A melhor solução, segundo Aranha, é a implantação do voto impresso, no qual o eleitor vê sua opção confirmada em um papel, guardado para uma possível auditoria. “Seria um grande avanço. Porque, em vez de auditar o software, audita o comportamento dele”, defende. Esse procedimento já é feito em países como Bélgica e Venezuela. Segundo o professor, antes do sistema eletrônico, as fraudes eram visíveis. Depois, essa transparência se perdeu. “Piorar o estado de votação era impossível. Hoje, a soma das urnas é feita mais rapidamente e com menor possibilidade de falhas do que manualmente. Mas torcemos para o equipamento ser honesto e legítimo. Não temos a mínima ideia se está funcionando como deveria”, conclui.

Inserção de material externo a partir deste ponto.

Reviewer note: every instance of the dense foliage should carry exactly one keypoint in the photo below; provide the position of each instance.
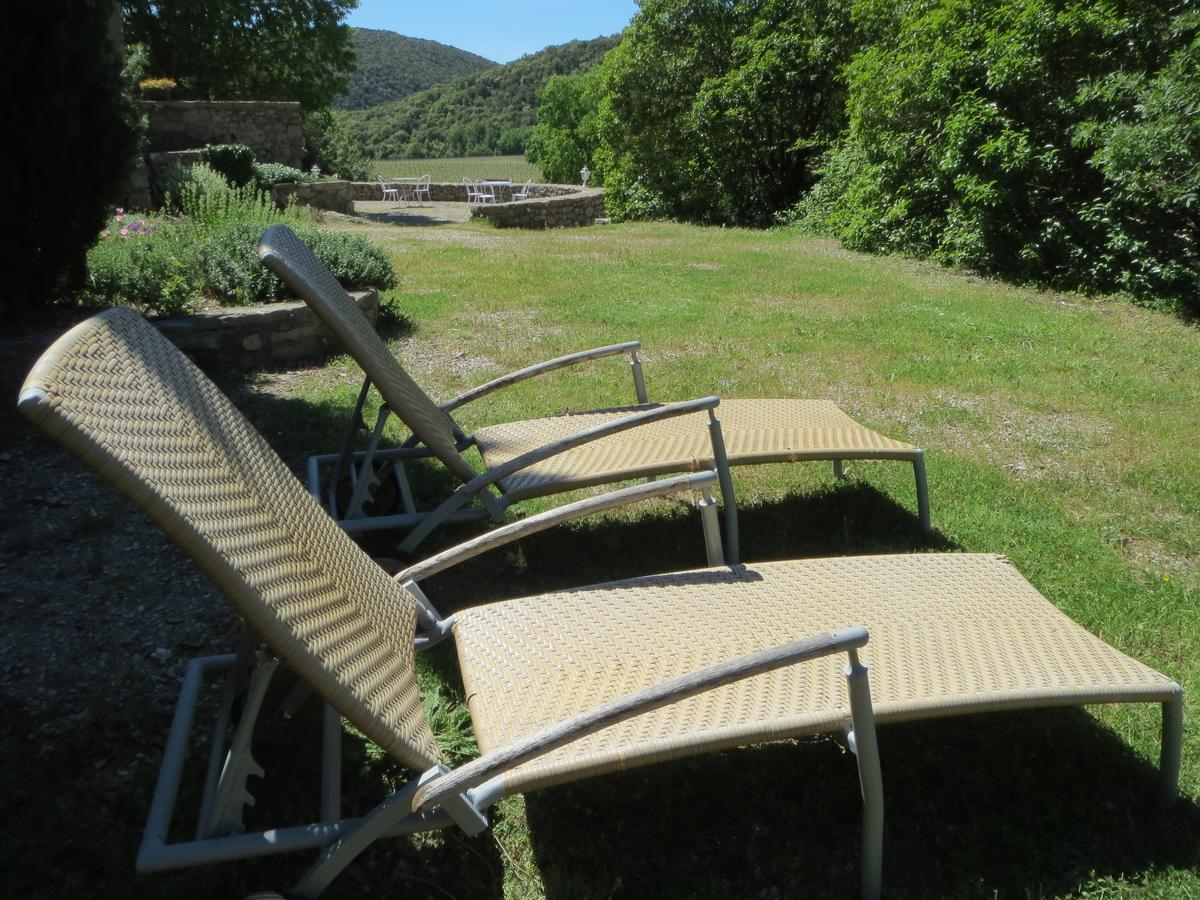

Sistema é respaldado por pesquisas no dia da votação

As eleições presidenciais dos Estados Unidos de 2000 puseram em risco a legitimidade do processo eleitoral e da democracia norte-americana. A disputa entre o democrata Al Gore e o republicano George W. Bush terminou em uma batalha na Suprema Corte do país, que negou a recontagem dos votos manuais do estado da Flórida. O episódio demonstrou, segundo o cientista político Rudá Ricci, a fragilidade das cédulas de papel. “O país mais rico do mundo, que teria o maior controle sobre o serviço público, teve problemas na urna. E, depois, não conseguiu recontar os votos”, diz.

Para Ricci, o modelo brasileiro é mais confiável e corroborado pelas pesquisas de boca de urna, que batem com os resultados finais das eleições. O estudioso ressalta que o cenário desacreditado antes das urnas eletrônicas levou a população a confiar no novo sistema. Segundo ele, um comprovante da votação, como sugerido pelo especialista em computação Diego Aranha, seria apenas para a memória. “Não há questionamento popular nenhum. E o sistema eleitoral é de contrapeso, com mesários e representantes de partidos”, explica.

Pelo mundo

Venezuela
O país usa urnas fabricadas nos Estados Unidos, que imprimem o voto para auditoria da apuração. A recontagem dos votos impressos é feita em pelo menos 1,5% das máquinas.

Argentina
As urnas eletrônicas brasileiras foram oferecidas aos argentinos, que rejeitaram a oferta. Os equipamentos de lá acoplam na mesma cédula as versões impressa e digital do voto, o que permite comparação direta entre os resultados.

Paraguai
O Congresso do Paraguai vetou as urnas eletrônicas brasileiras, usadas em três eleições. Autoridades alegam que as máquinas podem ser burladas. O país voltou para o sistema manual, em que os mesários fazem a contagem dos votos, digitam os resultados e os transmitem à Justiça Eleitoral.

Estados Unidos
A regulamentação eleitoral é definida em cada estado. Dos 50 estados americanos, 38 usam urnas que imprimem o voto. Ainda há votação manual em alguns.

Bélgica
A urna eletrônica produz uma versão impressa do voto, checada pelo eleitor. O papel é guardado para possíveis auditorias.